Director Rob Marshall said that there had been "extensive search" for the right actor to play Ariel and that Bailey was the perfect choice.
"It was abundantly clear that Halle possesses that rare combination of spirit, heart, youth, innocence, and substance — plus a glorious singing voice — all intrinsic qualities necessary to play this iconic role,” he said.
Bailey herself celebrated the casting by sharing a picture of a black Ariel. (The image was drawn years ago by artist Dylan Bonner for a separate project for a friend of his.)
Since then, creative and talented fans have also been offering their own incredible versions.

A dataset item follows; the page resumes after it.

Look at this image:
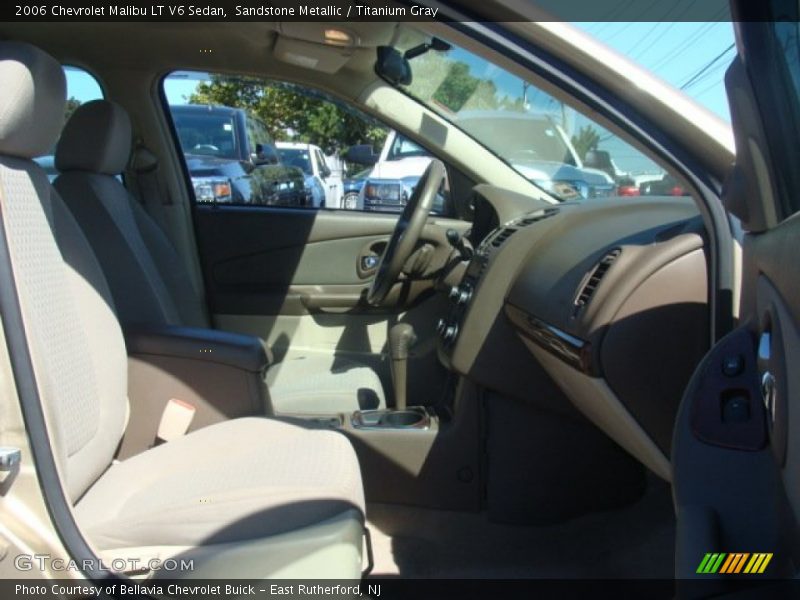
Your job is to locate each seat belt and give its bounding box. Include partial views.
[129,140,173,232]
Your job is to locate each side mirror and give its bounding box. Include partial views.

Given that some online had grumbled about a black actor being cast in the role (although some viral tweets were manufactured for outrage), the fan art is also helping people get a sense of what Bailey might look like in the role.
"When I started to see the endless hate going on over it, I felt inspired to create a piece showing how beautiful and magical Halle Bailey would be as Ariel," explained Matthew Baig, a 20-year-old California resident who draws as a hobby.
"To me [her casting] means a lot, so I know it means a lot to other people, too," he said.
Magruder told BuzzFeed News she doesn't normally draw fan art, but as someone who spends a lot of time creating images of black mermaids, she felt she had little choice but to share her vision of Bailey as Ariel.
She spent two hours using Clip Studio Paint, having known right away that she was going to re-create the moment when Ariel swims up through her cave of treasures while singing "Part of Your World."
"I knew I wanted to do that iconic moment from the original feature animated movie," she said.
Magruder shared the finished product on Twitter and was inundated with thousands of retweets.
Magruder also made sure to give Bailey's hair a reddish hue that was inspired from the original cartoon.
"I would love to see them do that [in the movie] because it's so iconic," she said. "Also, black people have red hair! That's not controversial!"
London-based illustrator and designer Hayden Williams, 27, also spent an hour or so with his pens and pencils to work up a vision of Bailey's Ariel.
"It’s how I envision she may potentially look in the movie," he told BuzzFeed News of his sketch, which also features Bailey with red hair.
Williams, who is self-taught, has been sketching Disney princesses since he was a kid. Ariel has always occupied a special place in his heart, but he said he's fully on board with Bailey's casting.
"The movie is a fantasy and Ariel is a mythical creature, so she can be any race," he said. "Me being a person of color also appreciates the decision to switch things up, and I can’t wait to see what Disney does with the movie."
Williams said he believes his drawing has gone viral because other fans are excited to see a black Ariel.
"I think in this case, many people are excited and proud to see a black girl chosen to play such an iconic Disney princess," he said. "We can see a part of ourselves in this and it feels inspirational."
Magruder can't wait for Bailey to prove the haters wrong, calling her the perfect fit for the role. "She's gonna kill the part," she said.
She expects Bailey's casting will mean a lot to Disney fans, both old and new.
"For a lot of people, this is a dream come true," she said. "A lot of people grew up with white mermaids, and now they're seeing a representation of Ariel that is closer to their experience.
"But people are also excited for their kids, who are going to grow up with this black mermaid and black Disney princess," she said.